Stanley Mandelstam (born 12 December 1928) is a South African-born American theoretical physicist. He introduced the relativistically invariant Mandelstam variables into particle physics in 1958 as a convenient coordinate system for formulating his double dispersion relations. The double dispersion relations were a central tool in the bootstrap program which sought to formulate a consistent theory of infinitely many particle types of increasing spin.

Mandelstam, along with Tullio Regge, did the initial development of the Regge theory of strong interaction phenomenology. He reinterpreted the analytic growth rate of the scattering amplitude as a function of the cosine of the scattering angle as the power law for the falloff of scattering amplitudes at high energy.
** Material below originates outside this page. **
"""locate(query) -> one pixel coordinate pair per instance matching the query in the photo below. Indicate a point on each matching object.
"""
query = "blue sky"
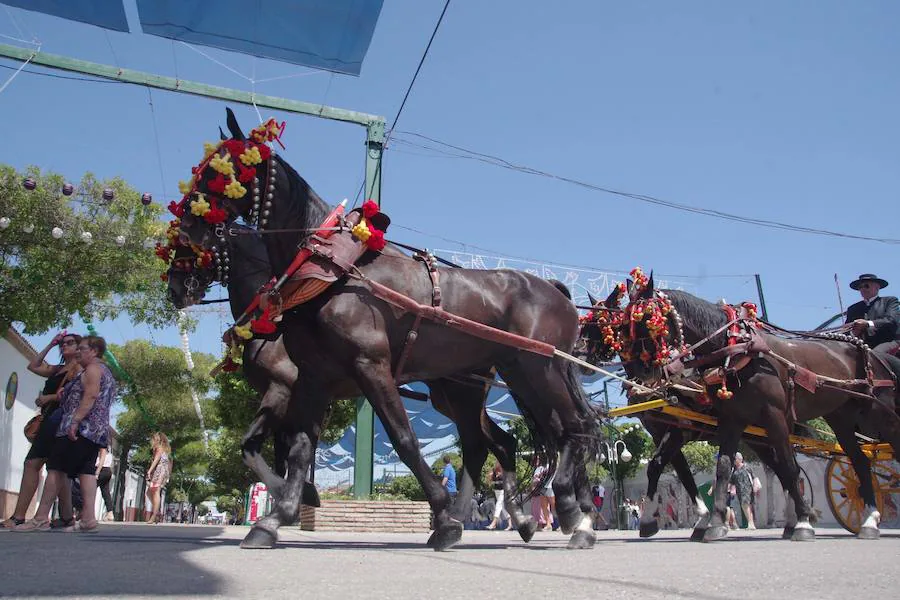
(782, 111)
Along with the double dispersion relation, Regge theory allowed theorists to find sufficient analytic constraints on scattering amplitudes of bound states to formulate a theory in which there are infinitely many particle types, none of which are fundamental.
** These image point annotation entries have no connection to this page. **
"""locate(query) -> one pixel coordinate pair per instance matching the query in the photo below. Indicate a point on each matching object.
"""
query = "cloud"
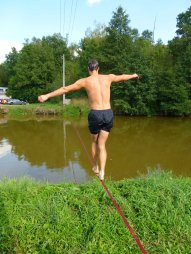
(5, 48)
(91, 2)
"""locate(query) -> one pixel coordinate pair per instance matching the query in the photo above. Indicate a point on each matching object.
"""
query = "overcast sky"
(24, 19)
After Veneziano constructed the first tree-level scattering amplitude describing infinitely many particle types, what was recognized almost immediately as a string scattering amplitude, Mandelstam continued to make crucial contributions. He interpreted the Virasoro algebra discovered in consistency conditions as a geometrical symmetry of a world-sheet conformal field theory, formulating string theory in terms of two dimensional quantum field theory. He used the conformal invariance to calculate tree level string amplitudes on many worldsheet domains. Mandelstam was the first to explicitly construct the fermion scattering amplitudes in the Ramond and Neveu–Schwarz sectors of superstring theory, and later gave arguments for the finiteness of string perturbation theory.

Mandelstam has stated that he has not proved that string theory is finite and that he proved merely that a certain type of infinite term does not appear in string theory.[2]

In quantum field theory, Mandelstam and independently Sidney Coleman extended work of Tony Skyrme to show that the two dimensional quantum Sine-Gordon model is equivalently described by a Thirring model whose fermions are the kinks. He also demonstrated that the 4d N=4 supersymmetric gauge theory is power counting finite, proving that this theory is scale invariant to all orders of perturbation theory, the first example of a field theory where all the infinities in Feynman diagrams cancel.

Among his students at Berkeley are Joseph Polchinski, Michio Kaku, Charles Thorn and Nathan Berkovits.

Education[edit]

Career[edit]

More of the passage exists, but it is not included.